In this text he points out that the idea of “symbolic representation” frequently alluded to by anthropologists studying entheogens represents a paradox by which the pretense of “knowing” the beliefs of a culture is characterized by a conspicuous lack of understanding of the knowledge which fundamentally sustains those beliefs. He refers to the difficulty of academic knowledge to grapple with and take seriously human beings getting in touch with the spirit world. One example Glockner provides involves the way R. Gordon Wasson famously interpreted his experience of consuming psilocybin mushrooms with María Sabina, in which the former oscillates between “rationally” denying the authenticity of his visions and recognizing their significance, ultimately ascribing them to a transient biochemical effect, or hallucination. Glockner's focus on Wasson allows for an analysis of the culturally-inflected ways psilocybin mushrooms are related with, and the irreconcilability of an Indigenous worldview containing a spiritual notion of the sacred with a Western one which lacks such a notion.
Faudree, P. (2015) ‘Tales from the Land of Magic Plants: Textual Ideologies and Fetishes of Indigeneity in Mexico's Sierra Mazateca’, Comparative Studies in Society and History, 57(3), pp. 838–869.
This text by Faudree, a linguistic anthropologist, draws on ethnographic and archival research on the Mazatec region, to examine different historical and contemporary textual representations of the Mazatec's ritual use of psychedelic plants and fungi. The author addresses how outsiders' textual descriptions and interpretations of these practices are often at odds with local ones, especially in light of more recent commodification of these practices for psychedelic tourism. Faudree's theorization of local textual representations includes non-written ritual speech, intimately connected with psilocybin mushrooms, which represents a critical component of Mazatec shamanic practice. The author goes on to explore the strategies of Mazatec people, particularly authors, which move to undo the fetishization resulting from outsider depictions of the psychoactive plants and fungi from the region, which have removed the latter from Mazatec social relations and made them proxies for Mazatec people themselves.
The great value of this text lies in its very informative description of Mazatec veladas (nocturnal shamanic ritual ceremonies with psilocybin mushrooms and other psychoactives), ritual speech, and the ethnically inflected nature of the conventions surrounding them. The text also offers a useful historical contextualization of the outsider interest in Mazatec practices that still informs many problematic assumptions about and approaches to the Mazatec in the global psychedelic community, and the impact this has had on local relations and conceptions. The text also problematizes the impact of psychedelic tourism and capitalist appropriation. By centering linguistics in this research, Faudree opens up exciting ethnographic opportunities for studying these phenomena.
Rodríguez Venegas, C. (2017) Mazatecos, niños santos y güeros de Huautla de Jiménez, Oaxaca: UNAM.
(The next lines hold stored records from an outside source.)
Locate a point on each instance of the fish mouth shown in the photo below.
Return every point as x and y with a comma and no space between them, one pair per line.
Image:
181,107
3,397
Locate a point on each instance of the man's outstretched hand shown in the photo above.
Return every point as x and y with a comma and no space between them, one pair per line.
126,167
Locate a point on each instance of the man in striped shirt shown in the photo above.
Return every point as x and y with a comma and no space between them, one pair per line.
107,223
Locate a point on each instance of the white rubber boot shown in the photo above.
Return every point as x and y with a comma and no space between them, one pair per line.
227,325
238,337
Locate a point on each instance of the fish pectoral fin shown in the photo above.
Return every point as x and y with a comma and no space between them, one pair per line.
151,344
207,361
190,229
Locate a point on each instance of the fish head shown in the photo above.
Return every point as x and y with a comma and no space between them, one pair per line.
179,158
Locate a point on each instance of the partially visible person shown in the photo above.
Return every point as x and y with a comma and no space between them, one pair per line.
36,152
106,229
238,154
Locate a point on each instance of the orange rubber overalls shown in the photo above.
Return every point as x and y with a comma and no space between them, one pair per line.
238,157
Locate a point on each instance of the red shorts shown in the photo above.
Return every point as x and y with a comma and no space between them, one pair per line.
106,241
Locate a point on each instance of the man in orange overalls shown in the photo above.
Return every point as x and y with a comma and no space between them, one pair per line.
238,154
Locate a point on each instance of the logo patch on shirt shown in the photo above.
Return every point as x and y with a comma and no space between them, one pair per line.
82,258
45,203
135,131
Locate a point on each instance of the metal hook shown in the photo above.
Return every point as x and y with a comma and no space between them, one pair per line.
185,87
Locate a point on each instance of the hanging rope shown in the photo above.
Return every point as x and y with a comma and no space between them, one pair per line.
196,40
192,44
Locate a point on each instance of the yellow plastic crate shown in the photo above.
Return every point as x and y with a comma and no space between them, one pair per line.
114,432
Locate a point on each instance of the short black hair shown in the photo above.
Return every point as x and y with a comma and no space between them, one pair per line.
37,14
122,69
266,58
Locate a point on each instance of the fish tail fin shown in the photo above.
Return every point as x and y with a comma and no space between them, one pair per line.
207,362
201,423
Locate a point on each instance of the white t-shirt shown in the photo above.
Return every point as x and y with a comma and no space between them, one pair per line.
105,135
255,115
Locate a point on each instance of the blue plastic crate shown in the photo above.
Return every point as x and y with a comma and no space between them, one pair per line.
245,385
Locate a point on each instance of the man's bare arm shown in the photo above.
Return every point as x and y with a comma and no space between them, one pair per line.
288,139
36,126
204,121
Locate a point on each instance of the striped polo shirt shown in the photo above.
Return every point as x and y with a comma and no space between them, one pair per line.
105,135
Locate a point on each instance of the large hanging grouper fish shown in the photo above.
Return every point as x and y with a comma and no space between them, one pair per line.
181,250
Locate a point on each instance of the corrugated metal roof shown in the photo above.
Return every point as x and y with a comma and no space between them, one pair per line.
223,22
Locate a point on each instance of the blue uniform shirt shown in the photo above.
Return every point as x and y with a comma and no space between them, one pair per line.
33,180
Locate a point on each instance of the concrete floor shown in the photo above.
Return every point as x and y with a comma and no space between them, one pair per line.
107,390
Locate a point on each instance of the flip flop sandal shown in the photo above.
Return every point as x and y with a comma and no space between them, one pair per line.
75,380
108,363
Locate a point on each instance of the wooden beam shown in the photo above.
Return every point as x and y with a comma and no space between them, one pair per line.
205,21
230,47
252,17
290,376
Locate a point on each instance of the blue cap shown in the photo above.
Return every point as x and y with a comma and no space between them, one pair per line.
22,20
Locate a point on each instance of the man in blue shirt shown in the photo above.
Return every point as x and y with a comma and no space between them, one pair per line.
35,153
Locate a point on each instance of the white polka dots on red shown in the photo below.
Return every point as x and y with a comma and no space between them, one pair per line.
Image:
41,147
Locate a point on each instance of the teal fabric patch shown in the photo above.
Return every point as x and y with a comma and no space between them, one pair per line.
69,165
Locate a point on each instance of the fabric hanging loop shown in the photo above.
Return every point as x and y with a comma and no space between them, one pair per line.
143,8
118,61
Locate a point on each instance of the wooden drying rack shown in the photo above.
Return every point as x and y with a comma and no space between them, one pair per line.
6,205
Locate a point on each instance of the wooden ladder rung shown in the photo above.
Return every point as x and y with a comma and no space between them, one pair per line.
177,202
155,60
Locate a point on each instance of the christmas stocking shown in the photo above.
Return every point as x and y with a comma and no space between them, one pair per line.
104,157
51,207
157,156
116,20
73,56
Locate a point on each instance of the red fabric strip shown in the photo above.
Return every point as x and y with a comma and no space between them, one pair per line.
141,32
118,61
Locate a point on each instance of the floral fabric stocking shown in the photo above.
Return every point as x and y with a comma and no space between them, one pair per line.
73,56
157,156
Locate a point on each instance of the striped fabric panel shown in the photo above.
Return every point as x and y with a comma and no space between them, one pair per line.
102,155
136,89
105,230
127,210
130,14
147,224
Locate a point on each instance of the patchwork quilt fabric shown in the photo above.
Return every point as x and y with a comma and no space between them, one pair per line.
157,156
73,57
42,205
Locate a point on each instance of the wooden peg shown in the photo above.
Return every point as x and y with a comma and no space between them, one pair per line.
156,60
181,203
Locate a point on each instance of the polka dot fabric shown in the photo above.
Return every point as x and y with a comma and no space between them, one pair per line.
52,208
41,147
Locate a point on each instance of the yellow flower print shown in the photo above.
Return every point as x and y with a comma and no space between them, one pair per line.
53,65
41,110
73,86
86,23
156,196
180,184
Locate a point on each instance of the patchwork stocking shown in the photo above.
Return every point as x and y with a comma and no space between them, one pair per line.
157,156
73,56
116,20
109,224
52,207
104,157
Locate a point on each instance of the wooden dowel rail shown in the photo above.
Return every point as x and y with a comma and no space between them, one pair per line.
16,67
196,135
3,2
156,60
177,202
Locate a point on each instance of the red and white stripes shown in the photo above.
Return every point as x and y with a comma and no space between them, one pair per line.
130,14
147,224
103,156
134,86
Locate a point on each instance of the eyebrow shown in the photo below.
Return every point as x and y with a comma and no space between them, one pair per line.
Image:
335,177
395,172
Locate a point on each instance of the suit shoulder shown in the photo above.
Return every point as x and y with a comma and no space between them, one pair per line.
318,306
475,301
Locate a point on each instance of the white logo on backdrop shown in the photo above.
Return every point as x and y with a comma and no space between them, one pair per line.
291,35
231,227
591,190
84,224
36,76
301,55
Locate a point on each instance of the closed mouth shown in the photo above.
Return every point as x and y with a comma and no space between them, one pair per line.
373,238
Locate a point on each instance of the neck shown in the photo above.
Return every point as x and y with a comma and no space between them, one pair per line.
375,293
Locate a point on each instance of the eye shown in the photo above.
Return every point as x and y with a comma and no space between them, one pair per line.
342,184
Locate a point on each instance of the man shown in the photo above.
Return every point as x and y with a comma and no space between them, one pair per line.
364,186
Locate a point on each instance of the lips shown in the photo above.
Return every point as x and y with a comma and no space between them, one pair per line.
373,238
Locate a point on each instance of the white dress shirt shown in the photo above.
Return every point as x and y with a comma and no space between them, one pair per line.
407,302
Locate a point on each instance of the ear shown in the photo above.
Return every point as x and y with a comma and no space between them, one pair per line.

This text, written in Spanish, whose title can be roughly translated as “Mazatecs, saintly children and ‘blondes’ of Huautla de Jiménez, Oaxaca” offers an insightful analysis of ndi tji santo (one of the principal names for psilocybin mushrooms in the Mazatec language) by refreshingly taking as its starting point the perspectives of the Mazatecs themselves. Deconstructing the way psilocybin mushrooms have been analyzed in the “psychedelic revolution” through the framework of therapeutic functionalism, the author describes how the personhood of “the little ones that sprout” in the Mazatec context is ultimately expressed through language. This power and agency is articulated through the specialists who handle them, who along with the mushrooms, act as intermediaries between the quotidian, material world and the one made perceptible by ndi tji santo; nodes through which relationships between humans and non-human beings can converge. The author discusses how these relations give meaning to the ceremonial ingestion of psilocybin mushrooms, their curative potential, and the very dimensions which shape Mazatec identity.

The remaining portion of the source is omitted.